In the recent interview, Putin’s Syria envoy Alexander Lavrentiev rejected allegations that Turkey wanted to get control over Tel Rifaat and Manbij in exchange of its military’s withdrawal from observation posts in northern Hama and south Idlib. Lavrentiev also highlighted that Russia is being extremely patient when it comes to Idlib and implementation of March 5 agreement. “We are already waiting for over eight months now and we are in close contact with our Turkish partners. We still expect that agreements on Idlib will be fully implemented,” he said.

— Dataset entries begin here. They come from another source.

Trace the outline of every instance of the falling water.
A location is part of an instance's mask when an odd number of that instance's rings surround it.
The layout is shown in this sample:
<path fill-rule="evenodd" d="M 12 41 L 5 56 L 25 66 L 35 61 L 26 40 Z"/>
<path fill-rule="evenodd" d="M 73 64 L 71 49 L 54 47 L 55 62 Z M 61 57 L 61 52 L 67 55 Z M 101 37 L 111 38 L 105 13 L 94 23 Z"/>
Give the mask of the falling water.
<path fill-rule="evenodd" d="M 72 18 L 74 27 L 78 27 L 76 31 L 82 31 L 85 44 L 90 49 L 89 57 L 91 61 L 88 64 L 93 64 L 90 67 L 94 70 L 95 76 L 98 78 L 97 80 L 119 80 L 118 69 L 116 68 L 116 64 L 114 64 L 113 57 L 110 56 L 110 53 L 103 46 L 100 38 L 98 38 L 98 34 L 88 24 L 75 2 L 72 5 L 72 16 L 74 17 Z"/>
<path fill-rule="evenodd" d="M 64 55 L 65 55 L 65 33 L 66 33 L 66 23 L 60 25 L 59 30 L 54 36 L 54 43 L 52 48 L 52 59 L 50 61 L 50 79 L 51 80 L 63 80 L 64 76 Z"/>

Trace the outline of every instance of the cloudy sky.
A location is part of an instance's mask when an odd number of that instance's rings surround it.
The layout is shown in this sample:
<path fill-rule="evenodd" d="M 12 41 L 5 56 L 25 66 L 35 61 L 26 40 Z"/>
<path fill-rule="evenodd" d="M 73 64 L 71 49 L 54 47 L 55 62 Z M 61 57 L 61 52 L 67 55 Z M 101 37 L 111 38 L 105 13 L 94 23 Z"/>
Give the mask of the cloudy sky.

So far, Russia and Turkey managed to resort to diplomacy, and are in search of another compromise which will update currently existing status quo in northeast and northwest Syria. In short, Russia needs control over M4 and south Idlib, while Turkey needs YPG forces out of Manbij, Tel Rifaat and areas within 30 km buffer zone in NES. Although it remains to be seen what are the possible modalities and terms of the future deal, the ongoing Russian-Turkish attempts to find a compromise confirm that they are not interested in escalation and open confrontation. So far, the two chose to resort to diplomacy and avoid their disagreements and differences in Syria (as well as in Libya and NK) to drive their dialogue into the quarrel. While Moscow and Ankara are still committed to demonstrating a positive outcome of their interaction in conflict zones, it becomes a much trickier task.